Inventory of Emotional Wounds From Your Mother or Father

How were you cared for as a child? How well were your needs met? What were your early experiences in your relationships with your parents and your family? And how did this affect your personality, identity, and life going forward?

Relational wounds are more damaging when we’re younger, they come from a beloved and trusted parent, or they’re very painful.

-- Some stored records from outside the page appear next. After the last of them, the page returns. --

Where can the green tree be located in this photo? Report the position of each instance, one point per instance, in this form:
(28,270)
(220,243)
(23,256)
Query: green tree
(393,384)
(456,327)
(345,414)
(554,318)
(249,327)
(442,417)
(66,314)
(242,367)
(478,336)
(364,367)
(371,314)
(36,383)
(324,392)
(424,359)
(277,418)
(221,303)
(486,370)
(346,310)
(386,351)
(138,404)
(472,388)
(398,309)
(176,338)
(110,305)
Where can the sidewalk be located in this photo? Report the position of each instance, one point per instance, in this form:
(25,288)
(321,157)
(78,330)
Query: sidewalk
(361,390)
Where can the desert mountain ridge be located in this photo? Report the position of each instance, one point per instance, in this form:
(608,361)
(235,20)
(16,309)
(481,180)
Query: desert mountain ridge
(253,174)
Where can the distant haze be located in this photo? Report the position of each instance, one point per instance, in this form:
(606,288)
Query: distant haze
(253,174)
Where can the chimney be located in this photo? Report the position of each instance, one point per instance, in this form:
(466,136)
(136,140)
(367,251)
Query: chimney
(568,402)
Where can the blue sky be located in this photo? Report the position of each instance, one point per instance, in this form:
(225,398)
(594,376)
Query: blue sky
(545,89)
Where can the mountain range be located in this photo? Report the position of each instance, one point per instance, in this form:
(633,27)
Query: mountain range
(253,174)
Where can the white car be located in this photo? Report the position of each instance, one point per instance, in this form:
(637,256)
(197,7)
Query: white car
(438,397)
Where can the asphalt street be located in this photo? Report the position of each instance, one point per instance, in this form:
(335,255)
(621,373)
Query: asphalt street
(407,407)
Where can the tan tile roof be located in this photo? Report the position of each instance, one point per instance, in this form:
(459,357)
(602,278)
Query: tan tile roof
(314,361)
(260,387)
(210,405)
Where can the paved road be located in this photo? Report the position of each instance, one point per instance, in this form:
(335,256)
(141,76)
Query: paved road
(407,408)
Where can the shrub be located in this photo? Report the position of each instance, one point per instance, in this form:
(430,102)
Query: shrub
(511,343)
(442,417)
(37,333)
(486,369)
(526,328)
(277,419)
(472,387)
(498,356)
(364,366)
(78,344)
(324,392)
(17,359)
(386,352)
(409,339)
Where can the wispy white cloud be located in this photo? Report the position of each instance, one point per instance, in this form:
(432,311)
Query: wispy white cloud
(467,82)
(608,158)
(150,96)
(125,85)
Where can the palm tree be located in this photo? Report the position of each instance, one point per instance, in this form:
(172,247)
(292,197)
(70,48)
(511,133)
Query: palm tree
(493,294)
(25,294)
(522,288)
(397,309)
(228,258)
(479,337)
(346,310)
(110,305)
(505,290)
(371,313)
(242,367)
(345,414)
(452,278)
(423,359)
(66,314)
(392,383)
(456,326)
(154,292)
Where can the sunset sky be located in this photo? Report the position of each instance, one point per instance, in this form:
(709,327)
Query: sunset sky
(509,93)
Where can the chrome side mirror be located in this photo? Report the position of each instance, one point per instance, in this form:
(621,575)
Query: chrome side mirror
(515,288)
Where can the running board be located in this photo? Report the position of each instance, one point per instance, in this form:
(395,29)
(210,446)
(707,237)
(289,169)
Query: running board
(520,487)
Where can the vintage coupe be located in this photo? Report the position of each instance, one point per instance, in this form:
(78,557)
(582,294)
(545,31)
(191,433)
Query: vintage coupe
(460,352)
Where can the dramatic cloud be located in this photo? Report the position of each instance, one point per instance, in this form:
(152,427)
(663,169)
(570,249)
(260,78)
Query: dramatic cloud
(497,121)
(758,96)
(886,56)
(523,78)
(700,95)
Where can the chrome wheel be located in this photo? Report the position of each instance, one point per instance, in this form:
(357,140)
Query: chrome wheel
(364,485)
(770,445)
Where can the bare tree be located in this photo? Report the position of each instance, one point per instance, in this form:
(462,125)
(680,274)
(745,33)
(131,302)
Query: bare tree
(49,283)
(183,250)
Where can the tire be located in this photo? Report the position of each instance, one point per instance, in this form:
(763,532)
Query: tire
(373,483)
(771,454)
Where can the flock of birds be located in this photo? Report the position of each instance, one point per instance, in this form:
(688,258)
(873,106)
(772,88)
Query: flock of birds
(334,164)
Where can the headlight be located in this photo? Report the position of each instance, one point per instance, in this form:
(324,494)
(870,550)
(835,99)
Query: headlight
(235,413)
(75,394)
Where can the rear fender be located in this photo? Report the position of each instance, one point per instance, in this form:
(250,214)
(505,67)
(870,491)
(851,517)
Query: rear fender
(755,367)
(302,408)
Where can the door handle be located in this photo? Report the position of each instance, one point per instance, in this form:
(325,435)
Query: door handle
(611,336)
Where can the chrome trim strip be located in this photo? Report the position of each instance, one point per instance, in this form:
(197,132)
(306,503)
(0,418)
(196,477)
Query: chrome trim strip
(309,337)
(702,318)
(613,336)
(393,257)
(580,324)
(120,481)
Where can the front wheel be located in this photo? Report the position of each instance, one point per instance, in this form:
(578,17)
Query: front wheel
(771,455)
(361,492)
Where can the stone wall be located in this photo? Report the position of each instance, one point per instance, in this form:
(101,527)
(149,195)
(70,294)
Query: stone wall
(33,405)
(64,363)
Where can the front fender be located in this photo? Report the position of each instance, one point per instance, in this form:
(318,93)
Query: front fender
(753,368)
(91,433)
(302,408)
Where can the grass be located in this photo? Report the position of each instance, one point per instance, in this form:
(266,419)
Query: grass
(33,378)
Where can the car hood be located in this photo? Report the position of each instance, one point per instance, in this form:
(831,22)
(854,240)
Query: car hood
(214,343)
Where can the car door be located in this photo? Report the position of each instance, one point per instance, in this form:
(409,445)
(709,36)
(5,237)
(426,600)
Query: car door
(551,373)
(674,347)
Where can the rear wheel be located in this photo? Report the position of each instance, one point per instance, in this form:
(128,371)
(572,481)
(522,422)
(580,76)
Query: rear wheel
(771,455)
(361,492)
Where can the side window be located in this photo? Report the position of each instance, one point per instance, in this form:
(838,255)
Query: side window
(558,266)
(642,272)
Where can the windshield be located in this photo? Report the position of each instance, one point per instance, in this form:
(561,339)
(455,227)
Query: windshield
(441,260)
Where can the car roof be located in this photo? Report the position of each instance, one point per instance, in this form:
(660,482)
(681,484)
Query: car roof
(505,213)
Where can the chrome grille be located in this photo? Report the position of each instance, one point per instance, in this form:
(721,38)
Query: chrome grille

In the Bible Jesus says, “Bring the little children to me.” He wants to embrace you in God’s love. Do you know how to trust God with the child part of you? Have you asked for, trusted, and metabolized God’s grace for the child in you? The vulnerable, sensitive, emotional, or needy child in you?

Identifying your emotional injuries and deficits is a first step to healing. Then you can find someone who is safe and capable of helping you and ask for empathy as you share your memories and emotions. Also you can look to develop relationships with people who love you well in the areas you were previously hurt.


Each of the statements below represent personal wounds that some people experience from a parent when they were children. Some statements will be mostly true, others somewhat true, and others not true at all.

For each statement indicate if it is true of your relationship with any of your parents by marking an “M” for mother, “F” for father, “SM” for step-mother, and “SD” for step-father.

When you’ve responded to each statement go back and underline the ones that have been especially damaging for you.

Notice notice which parent(s) you felt hurt by and in what ways.

The Inventory: A Survey of Possible Mother Wounds and Father Wounds

1. I did not receive enough holding, hugs, and loving touches.

2. I was rarely or never told, “I love you.”

3. I did not receive patient listening and empathy.

4. I was told or treated as though as I was too sensitive, too emotional, or too needy.

5. When I was sick I did not receive special care.

6. I was not joyfully celebrated on my birthday.

7. I was judged harshly.

8. I had to perform well in school or activities in order to be accepted.

9. I had to be good in order to be accepted.

10. My parent never or rarely played with me.

11. My parent never or rarely prayed with me.

12. My parent did not encourage me to develop a personal relationship with God.

13. I was abused physically, sexually, verbally, or emotionally by a parent.

14. My parents divorced when I was a child.

15. My parent died when I was a child.

16. My parent had an addiction.

17. My parent had an anger problem.

18. My parent became very depressed.

19. My parent had low self-esteem.

20. My parent was not glad to see me or be with me.

21. My parent was over-stressed or anxious.

22. My parent left the family or abandoned me.

23. My parent did not protect me.

24. I was abused, bullied, or mistreated by others and my parent did not help me with this.

25. When we had conflict my parent did not work to repair my hurt and resolve the issue.

26. If I got angry I was punished or rejected.

27. My gender identity and sexuality was affirmed and blessed.

28. My opposite gender parent did not show high respect for my same gender parent.

29. I did not respect and admire my parent.

30. I was not encouraged to use my gifts.

31. Even as I got older I was not trusted to make my own decisions.

32. I felt pressure to please my parent.

33. I felt overwhelmed by the emotions and needs of my parent.

34. I received a lot less attention and care than one or more of my siblings.

35. I often felt alone.

36. My family did not share in meals and other activities very often.

37. I did not enjoy being with my family.